Solidariedade contra a chantagem

Os gregos disseram “não”. Contra ventos e marés, com os bancos fechados e as farmácias e supermercados já com problemas de abastecimento, esta foi uma demonstração de coragem e firmeza perante todos os avisos e pressões, chantagens e ameaças, temores e rancores.

Que “não” disseram os gregos? Os gregos disseram “não” à aplicação de mais um pacote de austeridade. Mas o “não” dos gregos não foi sobre a saída do euro ou o afastamento da União Europeia. Só foi possível que o “não” ganhasse, num país em que 80% das pessoas não quer sair do euro nem da União Europeia, porque o Governo grego conseguiu fazer passar a mensagem de que um “não” no referendo não era um “não” ao euro.

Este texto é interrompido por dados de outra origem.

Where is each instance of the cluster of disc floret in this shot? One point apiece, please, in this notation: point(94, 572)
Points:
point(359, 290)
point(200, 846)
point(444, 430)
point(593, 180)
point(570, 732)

Esta diferença é relevante porque nos próximos dias vamos assistir a uma enxurrada de comentários dizendo que a Grécia voltou costas à Europa. Já começaram, aliás: o social-democrata alemão Sigmar Gabriel afirmou que o Governo grego queimou as últimas pontes com a Europa e o trabalhista holandês Jeroen Dijsselbloem disse que o resultado do referendo condiciona a presença da Grécia no euro. Pouco me surpreende a atitude deste dois porta-vozes da arrogância institucional da zona euro. São eles, e gente como eles, quem voltou as costas à Europa. São eles quem se apresta a sacrificar um país, primeiro, e todo um projeto de paz e democracia para este continente, depois, no altar das regras burocráticas e mecanismos cegos de uma união monetária mal concebida.

É preciso fazer barragem a esta atitude revanchista e impedir que ela deite a perder aquilo que, apesar de todas as dificuldades e erros, se construiu na Europa das últimas gerações. Dijssebloem e Sigmar Gabriel perderam uma batalha política contra o Governo grego mas não têm o direito de levar a Europa para um buraco por causa disso. Vários governos europeus fizeram o que fez o grego e vários referendos europeus já deram “não” — na Irlanda, na Dinamarca, na França, na Holanda. Em todos os casos se voltou à mesa de negociações e se fizeram concessões para que os países em causa pudessem continuar no projeto europeu. Os gregos não merecem menos do que isso.

Esta crise pode acabar amanhã se os mais inflexíveis dos governos europeus entenderem que não é possível exigir mais austeridade a uma economia deprimida e a uma sociedade exaurida. Mas é possível salvar a Grécia e a Europa combinando uma moratória imediata do serviço da dívida grega para os próximos dois anos, uma reestruturação das dívidas excessivas dos países da zona euro e um plano de relançamento económico financiado pelo Banco Europeu de Investimentos. Aí sim, será possível reformar o Estado grego — e o Syriza é provavelmente o partido mais bem colocado para o fazer. Onde o eurogrupo dizia: “Condições primeiro e alívio da dívida depois” é preciso dizer “alívio da dívida já para dar condições de reforma depois”.

Quem ama a democracia e a Europa não pode deixar a Grécia ser empurrada para a porta de saída da União. Quem ama Portugal, já agora, também não. Nas cimeiras extraordinárias que se seguirão nos próximos dias, o Governo português não pode persistir numa atitude de confronto que, sem resolução desta crise, se poderia voltar contra Portugal mais depressa do que se pensa.